Single by Fondation Quebec-Afrique
- Released: May 1985
- Recorded: 1985
- Genre: Pop
- Length: 4:25
- Label: Kébec-Disc
- Songwriters: Gil Courtemanche; Jean Robitaille;
- Producer: Jean Robitaille

= Les Yeux de la faim =

"Les Yeux de la faim" (meaning "The Eyes of Hunger") is a French-language song written by Canadian journalist Gil Courtemanche and Canadian composer Jean Robitaille. It was recorded by a one-off supergroup of many musicians to raise funds for the Quebec-Africa Foundation, a charity to help people facing famine in Africa. It was released as a charity single in May 1985 in Quebec. "Les Yeux de la faim" was one of a number of such supergroup singles released around this time, along with "Do They Know It's Christmas?" in the United Kingdom, "We Are the World" in the United States and "Tears Are Not Enough" in English Canada.

==Participating artists==
Artists participating in the recording included: Celine Dion, Daniel Lavoie, Martine St-Clair, Michel Rivard, Jean-Pierre Ferland, Gilles Vigneault, Nicole Martin, Claude Léveillée, Donald Lautrec, Claude Gauthier, Véronique Béliveau, Pierre Bertrand, Marie-Michèle Desrosiers, Yvon Deschamps, Renée Claude, Pierre Lalonde, Louise Portal, Dominique Michel, Jacques Michel, Louise Forestier, Sylvain Lelièvre, Marjo, Jean-Guy Moreau, Belgazou, Martine Chevrier, Michel Louvain, François Cousineau, Diane Juster, Jacques Boulanger, Michel Lemieux, Peter Pringle, Sylvie Tremblay, Nanette Workman, Robert Leroux, Patsy Gallant, René Simard, Nathalie Simard, Normand Brathwaite and the band Toulouse.

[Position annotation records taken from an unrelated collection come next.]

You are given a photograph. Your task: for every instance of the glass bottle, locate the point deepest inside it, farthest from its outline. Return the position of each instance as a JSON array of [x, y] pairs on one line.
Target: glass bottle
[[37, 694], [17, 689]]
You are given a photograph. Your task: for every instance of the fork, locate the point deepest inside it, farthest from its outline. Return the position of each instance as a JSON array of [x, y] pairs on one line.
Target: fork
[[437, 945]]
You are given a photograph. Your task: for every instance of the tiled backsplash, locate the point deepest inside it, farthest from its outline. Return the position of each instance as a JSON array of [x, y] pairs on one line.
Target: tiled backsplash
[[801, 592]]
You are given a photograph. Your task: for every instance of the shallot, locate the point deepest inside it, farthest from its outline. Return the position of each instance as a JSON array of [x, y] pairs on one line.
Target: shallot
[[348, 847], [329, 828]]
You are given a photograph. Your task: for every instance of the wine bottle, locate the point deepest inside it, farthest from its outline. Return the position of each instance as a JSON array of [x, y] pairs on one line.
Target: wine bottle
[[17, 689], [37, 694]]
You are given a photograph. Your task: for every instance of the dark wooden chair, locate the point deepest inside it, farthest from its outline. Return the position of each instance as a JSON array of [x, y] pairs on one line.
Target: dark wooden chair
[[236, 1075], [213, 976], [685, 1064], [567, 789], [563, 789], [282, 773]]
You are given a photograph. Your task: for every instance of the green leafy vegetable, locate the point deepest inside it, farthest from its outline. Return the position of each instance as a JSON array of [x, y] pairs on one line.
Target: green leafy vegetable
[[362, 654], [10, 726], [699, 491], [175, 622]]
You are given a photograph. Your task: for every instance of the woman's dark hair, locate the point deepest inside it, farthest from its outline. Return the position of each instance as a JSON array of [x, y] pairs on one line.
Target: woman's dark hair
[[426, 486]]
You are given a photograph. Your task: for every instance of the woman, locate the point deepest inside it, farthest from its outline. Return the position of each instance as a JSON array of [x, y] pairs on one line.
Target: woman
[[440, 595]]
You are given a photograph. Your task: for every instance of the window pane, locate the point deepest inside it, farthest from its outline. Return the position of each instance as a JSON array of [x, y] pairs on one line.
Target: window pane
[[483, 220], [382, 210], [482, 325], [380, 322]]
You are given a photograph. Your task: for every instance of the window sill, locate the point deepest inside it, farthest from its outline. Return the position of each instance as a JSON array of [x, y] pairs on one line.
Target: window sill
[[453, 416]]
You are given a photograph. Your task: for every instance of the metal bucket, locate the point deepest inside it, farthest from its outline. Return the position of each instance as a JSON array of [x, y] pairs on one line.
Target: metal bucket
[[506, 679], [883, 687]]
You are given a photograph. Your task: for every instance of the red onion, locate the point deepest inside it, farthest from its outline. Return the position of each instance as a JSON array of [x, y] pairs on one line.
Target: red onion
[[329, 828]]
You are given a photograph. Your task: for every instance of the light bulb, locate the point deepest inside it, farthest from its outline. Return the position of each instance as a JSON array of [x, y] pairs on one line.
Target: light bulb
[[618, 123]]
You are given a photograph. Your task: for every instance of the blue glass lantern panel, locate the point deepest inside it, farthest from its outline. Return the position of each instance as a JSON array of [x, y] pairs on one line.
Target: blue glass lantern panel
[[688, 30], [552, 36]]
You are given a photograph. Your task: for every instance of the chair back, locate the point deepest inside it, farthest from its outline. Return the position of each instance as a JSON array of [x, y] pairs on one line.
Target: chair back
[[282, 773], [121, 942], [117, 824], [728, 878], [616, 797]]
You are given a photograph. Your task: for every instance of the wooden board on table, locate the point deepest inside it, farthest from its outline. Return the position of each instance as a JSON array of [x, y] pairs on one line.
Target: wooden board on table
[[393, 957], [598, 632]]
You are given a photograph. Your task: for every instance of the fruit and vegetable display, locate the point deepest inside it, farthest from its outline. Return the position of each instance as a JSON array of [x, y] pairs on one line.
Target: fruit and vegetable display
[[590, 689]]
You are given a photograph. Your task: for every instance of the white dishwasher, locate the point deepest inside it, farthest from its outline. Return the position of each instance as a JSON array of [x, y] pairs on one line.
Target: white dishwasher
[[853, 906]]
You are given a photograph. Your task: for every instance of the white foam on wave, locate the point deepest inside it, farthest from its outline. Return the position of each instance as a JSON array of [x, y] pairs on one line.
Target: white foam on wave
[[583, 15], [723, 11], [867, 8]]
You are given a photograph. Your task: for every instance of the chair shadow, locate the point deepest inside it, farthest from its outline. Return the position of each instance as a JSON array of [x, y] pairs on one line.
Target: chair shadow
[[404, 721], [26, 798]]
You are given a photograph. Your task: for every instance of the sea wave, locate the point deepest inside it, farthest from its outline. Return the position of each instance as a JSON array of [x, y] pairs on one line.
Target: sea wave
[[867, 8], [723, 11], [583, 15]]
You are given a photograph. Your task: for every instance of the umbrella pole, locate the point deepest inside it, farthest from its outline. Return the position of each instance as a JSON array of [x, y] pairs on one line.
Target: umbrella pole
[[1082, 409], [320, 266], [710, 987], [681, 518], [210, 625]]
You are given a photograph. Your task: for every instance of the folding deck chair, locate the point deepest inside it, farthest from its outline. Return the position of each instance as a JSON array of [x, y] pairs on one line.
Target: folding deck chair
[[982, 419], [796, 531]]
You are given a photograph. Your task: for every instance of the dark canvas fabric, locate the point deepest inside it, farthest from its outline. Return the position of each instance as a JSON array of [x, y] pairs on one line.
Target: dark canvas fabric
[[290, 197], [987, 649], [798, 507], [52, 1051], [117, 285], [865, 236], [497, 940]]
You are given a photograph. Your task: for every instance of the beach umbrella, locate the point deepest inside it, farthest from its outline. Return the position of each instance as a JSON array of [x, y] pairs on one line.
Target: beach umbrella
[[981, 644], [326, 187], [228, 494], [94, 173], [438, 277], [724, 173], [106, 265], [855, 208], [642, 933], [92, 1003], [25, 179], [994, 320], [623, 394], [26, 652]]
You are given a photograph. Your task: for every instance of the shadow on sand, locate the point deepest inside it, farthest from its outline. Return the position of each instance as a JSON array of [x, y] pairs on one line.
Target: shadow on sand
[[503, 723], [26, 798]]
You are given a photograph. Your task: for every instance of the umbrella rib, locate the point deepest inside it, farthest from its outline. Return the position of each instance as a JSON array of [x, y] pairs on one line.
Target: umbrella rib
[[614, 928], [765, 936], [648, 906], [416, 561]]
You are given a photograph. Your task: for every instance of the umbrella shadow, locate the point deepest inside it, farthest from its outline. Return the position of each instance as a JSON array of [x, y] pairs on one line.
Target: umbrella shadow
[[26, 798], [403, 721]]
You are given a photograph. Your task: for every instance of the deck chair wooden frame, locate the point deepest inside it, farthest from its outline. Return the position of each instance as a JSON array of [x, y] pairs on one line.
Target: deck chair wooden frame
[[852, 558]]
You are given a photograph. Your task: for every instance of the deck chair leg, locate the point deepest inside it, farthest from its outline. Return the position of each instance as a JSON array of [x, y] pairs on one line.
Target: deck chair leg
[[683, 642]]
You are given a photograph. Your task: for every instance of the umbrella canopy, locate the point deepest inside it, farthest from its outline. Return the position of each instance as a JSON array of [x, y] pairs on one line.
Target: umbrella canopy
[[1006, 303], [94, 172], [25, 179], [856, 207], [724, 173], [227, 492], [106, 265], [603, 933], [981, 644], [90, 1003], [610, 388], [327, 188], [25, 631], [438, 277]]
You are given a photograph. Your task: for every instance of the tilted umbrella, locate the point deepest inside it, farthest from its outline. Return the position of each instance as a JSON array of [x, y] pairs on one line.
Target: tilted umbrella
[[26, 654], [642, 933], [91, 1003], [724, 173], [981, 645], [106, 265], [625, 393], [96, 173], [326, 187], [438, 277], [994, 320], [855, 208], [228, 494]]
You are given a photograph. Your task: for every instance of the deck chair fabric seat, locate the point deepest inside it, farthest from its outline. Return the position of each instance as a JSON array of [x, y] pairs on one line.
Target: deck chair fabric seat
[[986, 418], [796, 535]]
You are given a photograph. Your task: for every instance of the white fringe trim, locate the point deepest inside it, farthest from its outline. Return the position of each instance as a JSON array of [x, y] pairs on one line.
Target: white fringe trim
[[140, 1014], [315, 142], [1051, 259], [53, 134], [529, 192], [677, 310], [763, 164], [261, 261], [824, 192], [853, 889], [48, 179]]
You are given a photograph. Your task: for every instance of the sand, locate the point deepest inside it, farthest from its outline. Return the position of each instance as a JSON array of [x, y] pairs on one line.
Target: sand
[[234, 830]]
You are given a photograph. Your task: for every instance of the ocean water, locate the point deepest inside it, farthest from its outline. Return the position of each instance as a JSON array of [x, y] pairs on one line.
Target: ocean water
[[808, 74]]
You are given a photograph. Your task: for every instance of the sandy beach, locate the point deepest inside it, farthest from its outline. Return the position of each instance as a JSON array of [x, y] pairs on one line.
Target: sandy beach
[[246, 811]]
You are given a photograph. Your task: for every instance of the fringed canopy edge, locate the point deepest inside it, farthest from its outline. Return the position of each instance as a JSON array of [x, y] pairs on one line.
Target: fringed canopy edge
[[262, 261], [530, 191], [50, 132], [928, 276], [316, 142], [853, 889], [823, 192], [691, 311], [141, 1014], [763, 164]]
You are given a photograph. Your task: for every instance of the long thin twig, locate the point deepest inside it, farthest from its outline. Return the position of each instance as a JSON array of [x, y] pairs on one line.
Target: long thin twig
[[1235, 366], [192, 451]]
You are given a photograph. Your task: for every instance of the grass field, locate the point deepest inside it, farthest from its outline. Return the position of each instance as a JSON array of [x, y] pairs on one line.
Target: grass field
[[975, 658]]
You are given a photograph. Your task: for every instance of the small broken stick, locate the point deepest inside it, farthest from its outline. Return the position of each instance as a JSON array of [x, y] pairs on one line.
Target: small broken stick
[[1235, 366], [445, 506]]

==Commercial performance==
"Les Yeux de la faim" entered the chart in Quebec on 25 May 1985. The song topped it for seven weeks between June and August 1985, and stayed on the chart for nineteen weeks. "Les Yeux de la faim" was certified gold in Canada on 28 August 1985.

==Awards==
In 1986, PROCAN presented special awards to the song's writers, Gil Courtemanche and Jean Robitaille, and to the Quebec-Africa Foundation to honour their charitable commitment. Courtemanche and Robitaille were also nominated for the Félix Award for Author/Composer of the Year but lost to Corey Hart.

==Track listings and formats==
- Canadian 7" single
1. "Les Yeux de la faim" – 4:25
2. "Les Yeux de la faim" (Instrumental Version) – 4:25

- Canadian 12" maxi-single
3. "Les Yeux de la faim" (Extended) – 5:38
4. "Les Yeux de la faim" (Extended Instrumental Version) – 5:38

==Charts==

| Chart (1985) | Peak position |
|---|---|
| Quebec (ADISQ) | 1 |

==Certifications and sales==

| Region | Certification | Certified units/sales |
| Canada (Music Canada) | Gold | 50,000^{^} |
^{^} Shipments figures based on certification alone.